De Wbrp, met de artikelen 3.8 en 3.9, brengt geen wezenlijke wijzigingen in de
mogelijkheden die gemeenten hebben voor het verstrekken van gegevens aan organen van de eigen gemeente en derden (t.o.v. de Wet GBA, met de artikelen 96 en 100). De taken die gemeenten uitvoeren veranderen immers ook niet met het vervangen van de gemeentelijke
basisadministraties door de basisregistratie personen; datzelfde geldt voor de gegevens die nodig zijn voor de goede uitvoering van die taken.
Gemeenten kunnen dus in beginsel blijven verstrekken aan degenen aan wie zij gewend zijn te
verstrekken en dat blijven doen op de wijzen waarop ze dat deden. Met het vervallen van de
GBA-verordening is het echter wel nodig een nieuwe verordening vast te stellen omdat er anders
geen grondslag is voor de verstrekkingen.

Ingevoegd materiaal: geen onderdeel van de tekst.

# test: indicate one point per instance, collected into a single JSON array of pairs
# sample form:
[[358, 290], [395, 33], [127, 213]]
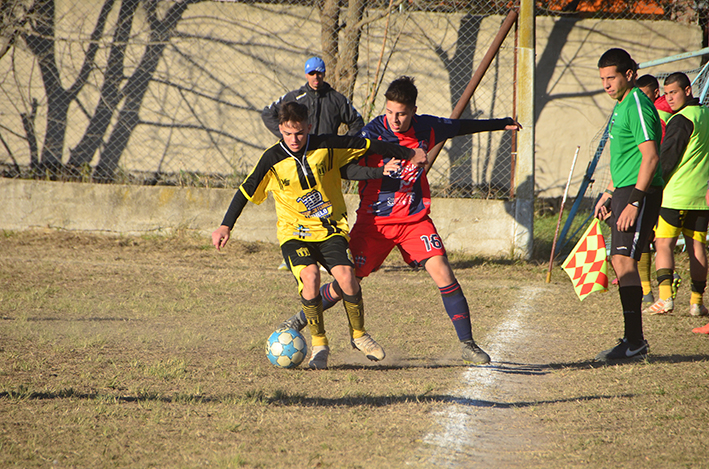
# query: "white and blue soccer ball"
[[286, 348]]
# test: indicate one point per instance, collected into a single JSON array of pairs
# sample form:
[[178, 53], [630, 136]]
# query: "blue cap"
[[314, 64]]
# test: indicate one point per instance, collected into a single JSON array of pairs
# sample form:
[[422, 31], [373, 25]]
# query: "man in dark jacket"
[[327, 108]]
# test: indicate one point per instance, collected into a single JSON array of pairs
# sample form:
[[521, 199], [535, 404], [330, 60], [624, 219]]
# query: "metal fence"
[[170, 92]]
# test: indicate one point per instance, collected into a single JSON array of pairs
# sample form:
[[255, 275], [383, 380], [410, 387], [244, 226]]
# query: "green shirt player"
[[634, 194], [685, 165], [303, 172]]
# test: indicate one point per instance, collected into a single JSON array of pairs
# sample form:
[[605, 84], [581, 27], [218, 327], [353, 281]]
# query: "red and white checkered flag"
[[587, 265]]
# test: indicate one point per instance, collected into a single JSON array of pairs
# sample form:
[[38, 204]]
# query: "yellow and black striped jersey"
[[307, 186]]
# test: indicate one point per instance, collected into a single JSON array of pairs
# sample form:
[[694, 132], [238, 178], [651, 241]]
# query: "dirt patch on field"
[[148, 352]]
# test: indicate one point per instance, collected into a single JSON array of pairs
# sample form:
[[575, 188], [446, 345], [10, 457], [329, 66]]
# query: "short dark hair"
[[618, 58], [680, 78], [292, 112], [402, 90], [648, 81]]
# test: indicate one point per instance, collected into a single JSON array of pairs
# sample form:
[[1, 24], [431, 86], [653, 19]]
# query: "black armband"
[[636, 197]]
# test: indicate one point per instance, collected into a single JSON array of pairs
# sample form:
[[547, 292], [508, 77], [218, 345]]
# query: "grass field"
[[148, 352]]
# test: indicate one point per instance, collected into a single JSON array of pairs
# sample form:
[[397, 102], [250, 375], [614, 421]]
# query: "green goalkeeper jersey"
[[635, 120]]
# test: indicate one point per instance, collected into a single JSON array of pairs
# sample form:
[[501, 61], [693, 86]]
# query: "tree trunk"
[[349, 54], [329, 29], [136, 87], [110, 96], [41, 43]]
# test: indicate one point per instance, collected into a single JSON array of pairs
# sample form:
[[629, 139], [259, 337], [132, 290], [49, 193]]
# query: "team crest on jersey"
[[302, 232], [359, 261], [315, 205]]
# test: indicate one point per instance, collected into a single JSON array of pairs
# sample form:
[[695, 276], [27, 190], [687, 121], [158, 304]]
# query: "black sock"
[[631, 299]]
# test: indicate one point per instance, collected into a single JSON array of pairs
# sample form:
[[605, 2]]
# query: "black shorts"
[[632, 242], [332, 252]]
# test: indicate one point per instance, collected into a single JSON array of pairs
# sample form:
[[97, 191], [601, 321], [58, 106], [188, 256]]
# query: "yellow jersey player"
[[303, 172]]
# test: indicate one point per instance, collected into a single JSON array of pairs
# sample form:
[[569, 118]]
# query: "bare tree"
[[41, 42], [137, 84]]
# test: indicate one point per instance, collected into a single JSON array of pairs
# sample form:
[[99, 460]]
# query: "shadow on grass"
[[32, 319], [649, 359], [280, 398]]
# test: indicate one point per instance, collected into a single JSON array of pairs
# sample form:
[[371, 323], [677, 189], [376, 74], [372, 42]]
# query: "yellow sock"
[[664, 278], [696, 299], [644, 270]]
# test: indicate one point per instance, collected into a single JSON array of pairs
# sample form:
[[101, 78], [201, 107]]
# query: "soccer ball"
[[286, 348]]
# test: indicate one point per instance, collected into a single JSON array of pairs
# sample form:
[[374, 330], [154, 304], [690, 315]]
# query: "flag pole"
[[561, 212]]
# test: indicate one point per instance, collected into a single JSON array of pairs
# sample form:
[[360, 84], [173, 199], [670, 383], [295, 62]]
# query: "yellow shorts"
[[691, 223]]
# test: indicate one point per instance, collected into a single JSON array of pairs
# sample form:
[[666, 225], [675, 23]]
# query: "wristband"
[[636, 197]]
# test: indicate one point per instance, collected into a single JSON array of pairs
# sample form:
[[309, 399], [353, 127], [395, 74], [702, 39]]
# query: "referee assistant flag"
[[586, 265]]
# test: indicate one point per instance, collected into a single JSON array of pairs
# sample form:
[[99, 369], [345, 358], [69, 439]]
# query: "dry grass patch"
[[148, 352]]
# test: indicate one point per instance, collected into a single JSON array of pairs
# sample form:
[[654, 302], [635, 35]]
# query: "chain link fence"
[[170, 92]]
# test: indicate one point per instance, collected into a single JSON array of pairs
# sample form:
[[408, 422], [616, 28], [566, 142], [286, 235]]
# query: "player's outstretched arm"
[[472, 126], [220, 236]]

Het gaat in deze verordening om verstrekking door het college van burgemeester en wethouders
(hierna: college) van gegevens uit de basisregistratie, over inwoners van de eigen gemeente aan:
-organen van de eigen gemeente (op grond van artikel 3.8 van de Wbrp, zie artikel 2 van deze
verordening); en
-derden (op grond van artikel 3.9 van de Wbrp, zie artikel 3 van deze verordening).
De begripsbepalingen uit de Wbrp werken door in deze verordening. Daarmee wordt in deze
verordening verstaan onder:
Basisregistratie: de basisregistratie personen, bedoeld in artikel 1.2 (van de Wbrp).
Er is onder de Wbrp sprake van één basisregistratie personen, en niet langer van afzonderlijke
basisadministraties per gemeente, zoals onder de Wet GBA. In de basisregistratie is iedere gemeente verantwoordelijk voor het bijhouden van de persoonsgegevens over de eigen ingezetenen;
Derden: elke natuurlijke persoon niet zijnde een overheidsorgaan of een ingeschrevene en elke
rechtspersoon die niet krachtens publiekrecht is ingesteld, noch met enig openbaar gezag is bekleed.
Onder de Wbrp wordt niet meer gesproken over ‘vrije derden’, maar kortweg over derden.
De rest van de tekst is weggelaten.